Reputation: 950
I can't figure out how I can add a click handler on a cell in a cellbrowser in GWT. I found another question here on StackOverFlow related to my question, but it was for a double click handler. I can't figure out how to add just a normal click handler.
My purpose is when a user clicks on a cell in the cellbrowser it downloads the child notes from a server.

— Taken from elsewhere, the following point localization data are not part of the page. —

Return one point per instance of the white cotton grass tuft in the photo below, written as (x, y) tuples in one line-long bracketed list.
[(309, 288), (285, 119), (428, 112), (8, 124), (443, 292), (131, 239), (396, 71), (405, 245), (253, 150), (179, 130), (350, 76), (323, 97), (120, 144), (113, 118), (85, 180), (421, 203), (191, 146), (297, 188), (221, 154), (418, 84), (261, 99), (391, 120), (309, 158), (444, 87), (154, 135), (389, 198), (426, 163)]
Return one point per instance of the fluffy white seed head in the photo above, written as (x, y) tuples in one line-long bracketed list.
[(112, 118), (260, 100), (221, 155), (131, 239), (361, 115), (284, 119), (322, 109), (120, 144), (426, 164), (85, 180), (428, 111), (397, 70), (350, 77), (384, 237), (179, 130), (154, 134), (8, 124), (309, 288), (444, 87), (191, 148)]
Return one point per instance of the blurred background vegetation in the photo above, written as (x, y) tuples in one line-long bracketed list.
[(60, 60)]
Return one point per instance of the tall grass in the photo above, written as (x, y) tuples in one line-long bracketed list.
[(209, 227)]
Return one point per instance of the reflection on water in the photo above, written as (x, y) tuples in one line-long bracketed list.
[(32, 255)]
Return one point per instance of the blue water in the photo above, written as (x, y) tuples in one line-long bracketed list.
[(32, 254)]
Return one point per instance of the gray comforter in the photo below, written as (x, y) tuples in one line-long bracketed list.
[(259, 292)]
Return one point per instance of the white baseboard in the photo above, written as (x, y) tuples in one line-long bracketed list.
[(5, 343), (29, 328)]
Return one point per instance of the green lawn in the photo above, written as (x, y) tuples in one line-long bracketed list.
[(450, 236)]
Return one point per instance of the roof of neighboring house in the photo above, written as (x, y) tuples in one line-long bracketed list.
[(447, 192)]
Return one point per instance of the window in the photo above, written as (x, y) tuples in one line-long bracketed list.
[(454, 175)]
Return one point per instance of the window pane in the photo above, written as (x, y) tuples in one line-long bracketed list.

I already played around with onBrowserEvent but I could not get it work.
Upvotes: 2
Views: 2343
Reputation: 950
Maybe this is also interesting for other web developers using GWT so this is how I did it:
// Create a clickable cell.
Cell<C> cell = new ClickCell() {
@Override
public void render(Context context, C value, SafeHtmlBuilder sb) {
if (value != null) {
sb.appendEscaped(value.getName());
}
}
@Override
public void onBrowserEvent(Context context, Element parent, C value,
NativeEvent event, ValueUpdater<C> valueUpdater) {
super.onBrowserEvent(context, parent, value, event, valueUpdater);
if ("click".equals(event.getType())) {
onEnterKeyDown(context, parent, value, event, valueUpdater);
}
}
@Override
protected void onEnterKeyDown(Context context, Element parent, C value,
NativeEvent event, ValueUpdater<C> valueUpdater) {
if (valueUpdater != null) {
valueUpdater.update(value);
}
}
};
And this is the class ClickCell that extends the AbstractCell class:
public abstract class ClickCell extends AbstractCell<C> {
public ClickCell() {
super("click", "keydown");
}
}
Upvotes: 2
Reputation: 64541
In your TreeViewModel
, you give a SelectionModel
to the returned NodeInfo
. You can listen for SelectionChangeEvent
s on the SelectionModel
(and given your use case, you'll likely use a NoSelectionModel
, most probably a single one shared by all levels that need that onclick behavior)
Upvotes: 3
Reputation: 20890
You can't add a ClickHandler
like normal because a Cell
is not a Widget.
AbstractCell
does have some methods that make it convenient for you to handle events, but you have to call its constructor with the names of the events you'd like to listen to. For instance, you'd pass "click" to the constructor of your cell, override onBrowserEvent
, and check for "click" events there.
Look at the source for the ClickableTextCell
to see how Google added click listeners to a cell.